Reel pride

Posted on 29 May 2008 at 5:05pm
By Steve Warren – Contributing Film Critic

Lesbians at bat and sex docs — What’s playing at Q Cinema

The following films were loaned to Dallas Voice by organizers of the Q Cinema International Gay and Lesbian Film Festival. The 2008 fest runs May 29 through June 7 at the Rose Marine Theatre, 1440 N Main St, Fort Worth. 817-462-3368. General screenings, $8. Opening and closing films, parties and passes are priced differently.

For schedule and ticket info, visit qcinema.org.


"Out at the Wedding"
Girl-on-girl tendencies take over in "Out at the Wedding."



"That’s stupid," Alex (Andrea Marcellus) says when Jonathan (Charlie Schlatter), her gay best friend, suggests she hire a lesbian pretend-girlfriend when her sister, Jeannie (Desi Lydic), visits New York.

"Out at the Wedding" has stupidity to burn.

Alex has told her biracial fiance that her South Carolina family is dead because she doesn’t think they’d accept him.

A rumor starts at Jeannie’s wedding that Alex is a lesbian, and she doesn’t correct it. Hence the charade a month later, for which she hires Risa (Cathy DeBuono), who isn’t the only dyke in town by the end of the story.
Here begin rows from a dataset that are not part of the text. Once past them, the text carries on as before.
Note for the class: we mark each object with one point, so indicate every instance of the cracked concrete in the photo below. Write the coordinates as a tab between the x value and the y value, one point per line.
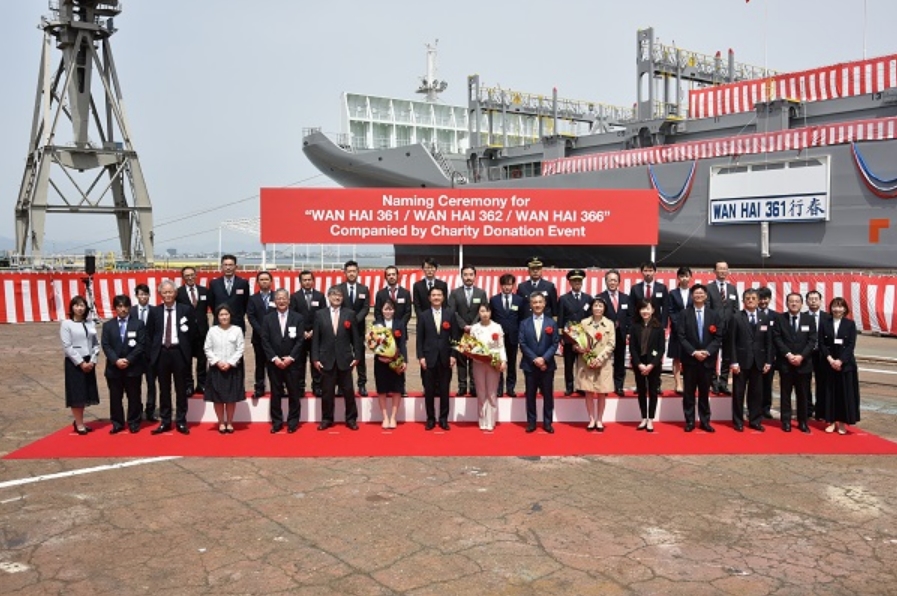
723	525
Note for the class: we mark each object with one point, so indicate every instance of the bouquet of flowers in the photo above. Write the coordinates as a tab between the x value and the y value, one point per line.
382	342
477	350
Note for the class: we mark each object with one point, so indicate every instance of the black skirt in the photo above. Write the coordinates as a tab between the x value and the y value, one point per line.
80	387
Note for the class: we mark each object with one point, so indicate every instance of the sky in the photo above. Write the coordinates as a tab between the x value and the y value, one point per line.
217	93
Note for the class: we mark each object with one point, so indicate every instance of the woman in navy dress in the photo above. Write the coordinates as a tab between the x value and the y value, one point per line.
837	340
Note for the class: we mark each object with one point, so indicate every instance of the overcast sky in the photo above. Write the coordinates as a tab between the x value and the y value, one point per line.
217	93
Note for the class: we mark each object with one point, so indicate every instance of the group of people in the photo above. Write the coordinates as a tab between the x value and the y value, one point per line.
172	344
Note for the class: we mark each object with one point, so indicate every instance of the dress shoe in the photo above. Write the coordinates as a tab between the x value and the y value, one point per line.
162	428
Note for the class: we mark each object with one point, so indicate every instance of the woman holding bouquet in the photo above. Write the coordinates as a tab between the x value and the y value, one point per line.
593	374
389	379
486	374
646	340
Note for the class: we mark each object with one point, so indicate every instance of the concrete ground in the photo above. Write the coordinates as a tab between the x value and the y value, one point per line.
740	525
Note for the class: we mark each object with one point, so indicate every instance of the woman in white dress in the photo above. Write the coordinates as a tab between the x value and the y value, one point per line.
224	382
485	376
596	376
82	348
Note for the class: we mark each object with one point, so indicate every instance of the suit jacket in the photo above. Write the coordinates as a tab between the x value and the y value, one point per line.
337	350
403	304
800	342
184	327
238	299
659	298
571	309
435	345
362	304
256	313
132	348
653	350
546	346
510	320
286	343
547	288
200	311
308	308
421	295
711	341
622	318
750	346
467	314
839	346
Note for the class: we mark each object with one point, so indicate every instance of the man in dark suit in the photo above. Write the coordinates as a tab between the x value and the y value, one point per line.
722	297
794	338
507	308
336	348
539	339
436	328
618	312
535	283
197	298
260	304
230	289
765	297
401	299
357	298
700	334
170	331
123	342
141	311
421	289
465	301
307	301
573	307
282	339
750	336
814	309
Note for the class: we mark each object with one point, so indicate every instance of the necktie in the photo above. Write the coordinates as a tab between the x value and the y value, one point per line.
167	339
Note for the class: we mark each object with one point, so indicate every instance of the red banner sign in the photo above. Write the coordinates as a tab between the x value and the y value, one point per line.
458	216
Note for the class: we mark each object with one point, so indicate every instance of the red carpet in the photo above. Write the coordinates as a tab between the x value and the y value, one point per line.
255	440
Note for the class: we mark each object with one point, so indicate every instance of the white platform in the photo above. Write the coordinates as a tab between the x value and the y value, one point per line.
464	409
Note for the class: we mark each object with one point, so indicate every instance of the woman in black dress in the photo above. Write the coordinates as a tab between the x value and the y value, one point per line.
82	348
837	340
390	382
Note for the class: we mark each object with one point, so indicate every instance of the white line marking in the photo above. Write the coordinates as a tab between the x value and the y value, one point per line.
128	464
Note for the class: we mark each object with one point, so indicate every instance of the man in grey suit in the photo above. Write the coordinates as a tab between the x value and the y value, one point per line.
336	349
466	302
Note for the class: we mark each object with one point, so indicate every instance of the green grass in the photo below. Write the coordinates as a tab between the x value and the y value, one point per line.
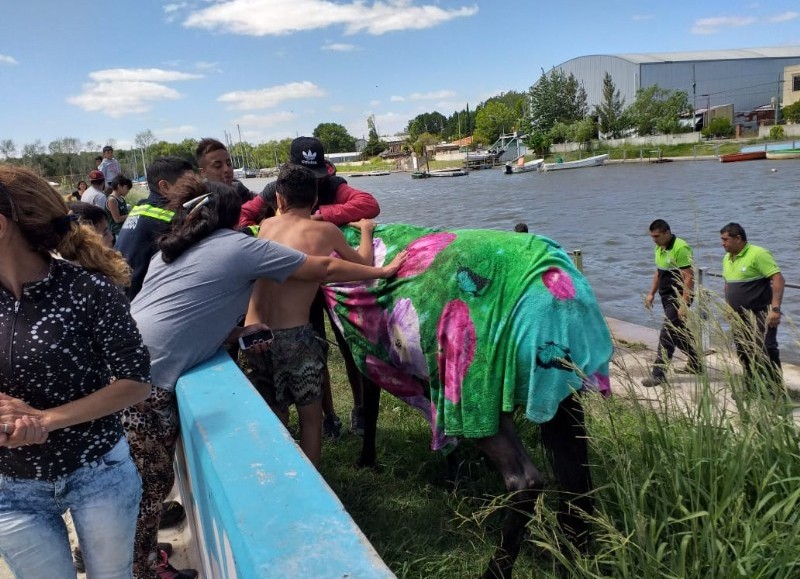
708	491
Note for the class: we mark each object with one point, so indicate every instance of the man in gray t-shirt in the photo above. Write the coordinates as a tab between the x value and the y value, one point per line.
186	309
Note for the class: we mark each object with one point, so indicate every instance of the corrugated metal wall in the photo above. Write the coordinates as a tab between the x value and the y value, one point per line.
745	83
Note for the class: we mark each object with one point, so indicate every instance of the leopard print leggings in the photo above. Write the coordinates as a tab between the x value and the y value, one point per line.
151	428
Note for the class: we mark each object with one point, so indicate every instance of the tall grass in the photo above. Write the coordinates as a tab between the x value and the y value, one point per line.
693	488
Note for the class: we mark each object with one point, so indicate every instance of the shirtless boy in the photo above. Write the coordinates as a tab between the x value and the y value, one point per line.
291	370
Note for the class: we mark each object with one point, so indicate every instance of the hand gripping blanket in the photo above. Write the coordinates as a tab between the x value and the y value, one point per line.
476	322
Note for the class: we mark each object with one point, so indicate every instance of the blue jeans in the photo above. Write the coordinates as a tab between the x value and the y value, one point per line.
103	499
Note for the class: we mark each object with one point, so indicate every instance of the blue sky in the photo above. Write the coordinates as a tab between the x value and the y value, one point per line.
277	68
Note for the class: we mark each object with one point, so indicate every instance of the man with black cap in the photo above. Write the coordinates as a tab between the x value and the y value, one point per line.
338	203
94	194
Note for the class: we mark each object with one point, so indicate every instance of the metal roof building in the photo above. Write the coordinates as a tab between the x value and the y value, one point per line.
746	78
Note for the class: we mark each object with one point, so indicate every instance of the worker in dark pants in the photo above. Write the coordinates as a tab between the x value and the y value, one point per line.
674	282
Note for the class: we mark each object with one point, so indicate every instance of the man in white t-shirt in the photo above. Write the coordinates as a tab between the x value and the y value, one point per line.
94	194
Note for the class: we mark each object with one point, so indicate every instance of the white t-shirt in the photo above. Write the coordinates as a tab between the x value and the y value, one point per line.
95	197
187	308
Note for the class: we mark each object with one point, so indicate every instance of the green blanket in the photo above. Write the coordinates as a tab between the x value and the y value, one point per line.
475	323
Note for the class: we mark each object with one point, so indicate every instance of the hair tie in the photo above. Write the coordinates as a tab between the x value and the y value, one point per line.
62	223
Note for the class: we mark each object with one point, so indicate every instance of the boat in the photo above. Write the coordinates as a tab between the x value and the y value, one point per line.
523	167
783	154
448	173
733	157
594	161
369	174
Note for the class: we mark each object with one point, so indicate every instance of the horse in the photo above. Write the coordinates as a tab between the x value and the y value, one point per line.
476	323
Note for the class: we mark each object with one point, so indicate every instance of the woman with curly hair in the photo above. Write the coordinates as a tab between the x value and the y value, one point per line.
72	359
196	290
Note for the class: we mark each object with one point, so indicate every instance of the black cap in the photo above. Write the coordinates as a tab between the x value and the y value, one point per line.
308	152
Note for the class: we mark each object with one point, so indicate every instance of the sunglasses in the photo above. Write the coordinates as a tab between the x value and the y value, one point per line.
7	193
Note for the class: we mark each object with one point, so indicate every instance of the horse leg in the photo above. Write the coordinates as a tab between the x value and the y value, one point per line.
371	395
564	438
524	481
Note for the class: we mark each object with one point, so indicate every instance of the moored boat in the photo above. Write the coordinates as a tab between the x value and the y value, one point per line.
782	154
534	165
733	157
594	161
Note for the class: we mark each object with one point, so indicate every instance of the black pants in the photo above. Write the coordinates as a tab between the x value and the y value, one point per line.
757	346
674	334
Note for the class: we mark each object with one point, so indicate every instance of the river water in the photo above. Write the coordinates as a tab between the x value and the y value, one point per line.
605	212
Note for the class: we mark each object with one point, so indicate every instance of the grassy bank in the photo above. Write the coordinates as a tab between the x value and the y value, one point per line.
708	492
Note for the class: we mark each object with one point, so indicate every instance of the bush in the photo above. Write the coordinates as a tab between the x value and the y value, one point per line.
776	133
718	128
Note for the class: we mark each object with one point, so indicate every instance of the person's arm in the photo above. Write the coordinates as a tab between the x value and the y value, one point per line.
365	253
778	285
113	208
648	302
110	399
331	269
251	211
350	204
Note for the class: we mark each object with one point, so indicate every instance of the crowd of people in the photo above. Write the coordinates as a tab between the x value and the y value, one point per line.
104	306
171	291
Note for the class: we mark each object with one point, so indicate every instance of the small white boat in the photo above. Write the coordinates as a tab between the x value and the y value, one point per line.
523	167
595	161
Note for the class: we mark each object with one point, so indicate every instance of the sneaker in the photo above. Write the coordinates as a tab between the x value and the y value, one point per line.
357	421
653	381
172	513
331	426
166	571
80	567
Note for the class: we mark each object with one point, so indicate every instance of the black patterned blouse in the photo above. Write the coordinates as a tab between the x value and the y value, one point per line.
66	338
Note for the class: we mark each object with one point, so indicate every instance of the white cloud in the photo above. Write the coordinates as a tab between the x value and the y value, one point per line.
265	98
785	17
258	17
119	92
265	121
713	25
339	47
179	131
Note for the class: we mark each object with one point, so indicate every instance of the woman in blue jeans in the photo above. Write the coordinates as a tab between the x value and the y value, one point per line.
72	358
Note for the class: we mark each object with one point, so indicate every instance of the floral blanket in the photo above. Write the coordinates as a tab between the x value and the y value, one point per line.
475	323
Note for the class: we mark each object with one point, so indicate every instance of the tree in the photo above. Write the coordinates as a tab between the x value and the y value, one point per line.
657	110
433	123
7	148
556	98
718	127
374	144
492	119
335	138
791	113
610	112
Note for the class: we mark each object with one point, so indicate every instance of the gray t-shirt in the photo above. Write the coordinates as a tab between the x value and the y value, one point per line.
187	308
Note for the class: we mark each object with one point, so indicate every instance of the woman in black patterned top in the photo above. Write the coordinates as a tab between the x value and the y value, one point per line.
72	358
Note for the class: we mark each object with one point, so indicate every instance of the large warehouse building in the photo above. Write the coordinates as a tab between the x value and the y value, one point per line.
746	78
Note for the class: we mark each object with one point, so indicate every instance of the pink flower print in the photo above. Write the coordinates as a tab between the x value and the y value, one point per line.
559	283
391	379
422	252
365	314
456	336
405	350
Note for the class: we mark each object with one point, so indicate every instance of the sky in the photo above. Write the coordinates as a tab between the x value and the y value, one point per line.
271	69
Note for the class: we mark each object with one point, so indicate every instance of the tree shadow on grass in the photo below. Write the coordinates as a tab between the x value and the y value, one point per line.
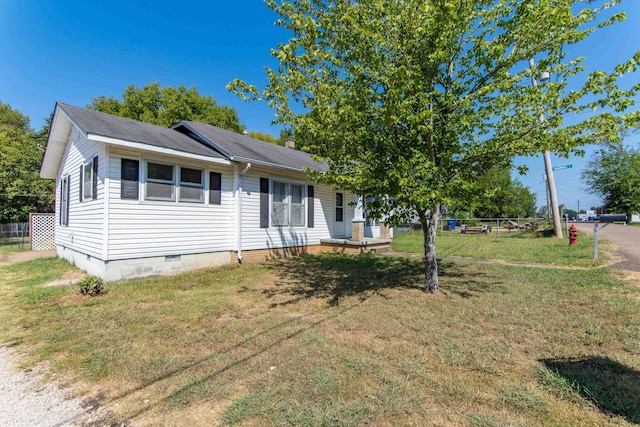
611	386
334	276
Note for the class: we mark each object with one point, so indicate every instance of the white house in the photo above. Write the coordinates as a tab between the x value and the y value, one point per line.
136	199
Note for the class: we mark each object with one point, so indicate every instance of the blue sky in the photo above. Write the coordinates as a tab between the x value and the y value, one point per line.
72	51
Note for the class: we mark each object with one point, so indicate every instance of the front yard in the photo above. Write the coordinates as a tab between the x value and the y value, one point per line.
337	340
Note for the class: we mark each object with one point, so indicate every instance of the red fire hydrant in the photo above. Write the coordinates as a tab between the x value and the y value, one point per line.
573	235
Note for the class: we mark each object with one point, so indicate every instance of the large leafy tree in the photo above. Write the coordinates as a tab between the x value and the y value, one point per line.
21	189
614	174
412	100
168	105
500	196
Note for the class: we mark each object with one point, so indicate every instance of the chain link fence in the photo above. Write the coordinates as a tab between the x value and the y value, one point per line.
482	225
14	237
38	234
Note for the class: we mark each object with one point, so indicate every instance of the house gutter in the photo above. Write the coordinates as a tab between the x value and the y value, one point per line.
238	179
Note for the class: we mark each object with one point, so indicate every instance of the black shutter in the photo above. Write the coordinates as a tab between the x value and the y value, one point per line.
80	183
95	178
61	199
264	203
310	213
66	214
215	188
129	178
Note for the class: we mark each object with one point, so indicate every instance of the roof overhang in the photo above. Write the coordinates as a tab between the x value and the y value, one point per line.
158	150
61	127
211	144
56	143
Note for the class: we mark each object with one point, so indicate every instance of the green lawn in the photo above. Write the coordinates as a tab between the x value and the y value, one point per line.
14	245
338	340
510	246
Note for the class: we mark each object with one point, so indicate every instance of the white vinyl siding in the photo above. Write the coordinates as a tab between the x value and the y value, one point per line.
146	228
254	237
160	182
85	227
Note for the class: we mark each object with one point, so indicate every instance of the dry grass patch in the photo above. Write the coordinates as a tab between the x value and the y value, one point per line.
337	340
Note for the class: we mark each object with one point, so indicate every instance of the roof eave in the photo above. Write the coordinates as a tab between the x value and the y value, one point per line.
199	137
152	148
59	131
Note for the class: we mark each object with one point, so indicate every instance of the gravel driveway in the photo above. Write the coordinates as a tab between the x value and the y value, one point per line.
627	240
26	399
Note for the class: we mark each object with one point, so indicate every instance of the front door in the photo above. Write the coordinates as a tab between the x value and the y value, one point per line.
338	223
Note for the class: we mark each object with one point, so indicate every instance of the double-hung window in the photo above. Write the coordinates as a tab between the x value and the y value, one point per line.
370	221
88	184
287	204
191	185
160	182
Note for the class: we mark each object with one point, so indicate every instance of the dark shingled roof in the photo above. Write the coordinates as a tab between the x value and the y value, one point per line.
249	149
102	124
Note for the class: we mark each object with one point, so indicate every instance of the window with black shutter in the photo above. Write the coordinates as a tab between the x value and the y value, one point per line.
129	179
215	188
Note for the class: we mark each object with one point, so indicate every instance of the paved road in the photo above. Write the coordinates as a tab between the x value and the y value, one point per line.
627	240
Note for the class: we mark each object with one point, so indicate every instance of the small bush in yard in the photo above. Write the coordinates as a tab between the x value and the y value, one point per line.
92	286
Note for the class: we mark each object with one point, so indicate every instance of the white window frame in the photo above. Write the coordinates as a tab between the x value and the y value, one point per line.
87	183
148	180
64	200
288	201
368	221
182	184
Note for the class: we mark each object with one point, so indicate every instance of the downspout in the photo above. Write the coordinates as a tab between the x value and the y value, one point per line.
238	179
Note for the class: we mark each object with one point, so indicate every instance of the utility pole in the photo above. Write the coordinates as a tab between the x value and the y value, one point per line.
551	182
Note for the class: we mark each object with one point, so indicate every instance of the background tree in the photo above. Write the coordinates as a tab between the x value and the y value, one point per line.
415	99
264	137
168	105
500	196
22	191
614	175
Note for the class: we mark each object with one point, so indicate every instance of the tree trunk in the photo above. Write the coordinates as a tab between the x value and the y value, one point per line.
429	230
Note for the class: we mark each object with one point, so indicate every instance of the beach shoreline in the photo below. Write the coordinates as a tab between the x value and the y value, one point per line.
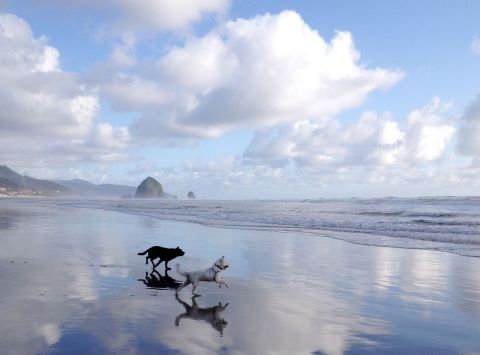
288	292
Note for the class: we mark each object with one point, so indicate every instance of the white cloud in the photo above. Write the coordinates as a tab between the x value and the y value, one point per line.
37	98
260	72
475	45
132	93
429	132
469	131
372	140
48	115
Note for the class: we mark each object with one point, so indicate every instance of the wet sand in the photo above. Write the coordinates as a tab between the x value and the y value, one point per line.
71	282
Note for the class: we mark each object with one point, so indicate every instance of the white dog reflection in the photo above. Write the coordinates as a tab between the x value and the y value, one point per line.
208	314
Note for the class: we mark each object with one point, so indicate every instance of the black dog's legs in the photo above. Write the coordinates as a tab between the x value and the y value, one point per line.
154	266
166	266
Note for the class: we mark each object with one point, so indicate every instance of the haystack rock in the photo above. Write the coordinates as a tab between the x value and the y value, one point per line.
150	188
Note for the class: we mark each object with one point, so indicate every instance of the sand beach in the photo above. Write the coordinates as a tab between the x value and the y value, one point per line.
72	283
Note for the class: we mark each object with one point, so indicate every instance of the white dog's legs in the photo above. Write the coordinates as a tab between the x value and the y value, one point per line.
185	283
219	281
194	287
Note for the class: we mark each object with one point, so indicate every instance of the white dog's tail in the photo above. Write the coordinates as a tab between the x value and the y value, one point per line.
177	266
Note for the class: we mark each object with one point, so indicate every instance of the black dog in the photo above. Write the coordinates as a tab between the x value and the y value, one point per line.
210	314
165	254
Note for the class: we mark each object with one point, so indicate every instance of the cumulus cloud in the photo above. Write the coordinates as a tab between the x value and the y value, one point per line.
371	140
48	115
258	72
36	97
469	131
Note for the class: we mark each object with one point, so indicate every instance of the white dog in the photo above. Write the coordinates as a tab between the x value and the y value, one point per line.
210	274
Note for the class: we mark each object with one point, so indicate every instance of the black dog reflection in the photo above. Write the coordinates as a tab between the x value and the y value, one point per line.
155	280
210	314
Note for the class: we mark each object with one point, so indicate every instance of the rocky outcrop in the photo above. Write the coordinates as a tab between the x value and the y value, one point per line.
150	188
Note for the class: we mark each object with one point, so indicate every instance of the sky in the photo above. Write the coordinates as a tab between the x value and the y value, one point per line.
237	99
Marcellus is reminiscent of Felicity Huffman or a cross between Lauras Dern and Linney. And DeBuono has the makings of a lesbian icon, like Patricia Charbonneau in "Desert Hearts."

The stupidity in Paula Goldberg’s script goes far beyond what’s supposed to be: funny-stupid. Director Lee Friedlander has cast good actresses, but the principal Southerners have no drawl at all, y’all. And there’s zero chemistry between Marcellus and her fiancé, the main twosome in this romantic comedy.

The pace is too slow for a wacky screwball farce but some good performances and relatable moments provide enough laughs to help gloss over some mistakes.
— Steve Warren

Grade: C+
Screens May 30 at 7:30 p.m.



Sex Positive
Tony Kushner

Gifted young producer-director-editor Daryl Wein paints a portrait of the world he was born into in "Sex Positive," a documentary that’s the East Coast equivalent of "And the Band Played On," without the all-star cast.

With the religious right calling AIDS "God’s punishment" on homosexuals, it was politically incorrect to suggest we had brought the disease on ourselves. But three men were convinced lifestyle factors entered into the equation and tried to warn the gay community: S/M hustler Richard Berkowitz, virologist Dr. Joseph Sonnabend and singer-songwriter Michael Callen.

They were dismissed as "sex negative" by gay men who would sooner give up breathing than fucking. Berkowitz, as horny as anyone, wrote a booklet, "How to Have Sex in an Epidemic," that offered common-sense suggestions for reducing risk, including the use of condoms, which gay men had never considered.

Berkowitz, 51 at the time of Wein’s interviews, is the film’s central focus. Sonnabend is interviewed but not as extensively, and the late Callen is seen in archival footage.

While Callen is still remembered for his music, Berkowitz, living on welfare, is largely forgotten. This film, in which he’s honest about his flaws as well as his accomplishments, should help change that.

— S. W.


Grade: B
Screens May 31 at 2:30 p.m.



Wrestling with Angels: Playwright Tony Kushner



Gay playwright Tony Kushner was busier than most of us between September 2001 and November 2004, from the evidence in "Wrestling with Angels: Playwright Tony Kushner."

During that period he opens a play ("Homebody/Kabul"), an opera ("Brundibar"), two musicals (including "Caroline, or Change") and a staged reading of an article he wrote, adapts "Angels in America" for HBO and publishes an anthology he co-edited. He speaks at anti-war rallies, a Vassar commencement ceremony, a bank’s LGBT employee meeting and a New York Times gay theater symposium.

Kushner marries his partner, Mark Harris, visits his childhood home in Lake Charles, La., and volunteers on Election Day to protect disenfranchised voters in Florida. At the end he mentions two more plays and a musical he’s working on. If there’s anything wrong with Freida Lee Mock’s documentary it’s that watching Kushner is exhausting.

Hardly a one-issue guy, Kushner is gay, Jewish, progressive, intellectual, funny, artistic, a New Yorker born in the South — and various combinations of these elements show up in everything he writes.

The film ends with Meryl Streep reading a prayer Kushner wrote for an end to AIDS. It’s just the most obvious reason "Wrestling with Angels" merits a loud "Amen!"

— S. W.



Grade: B
Screens June 1 at 1 p.m.

These articles appeared in the Dallas Voice print edition May 30, 2008.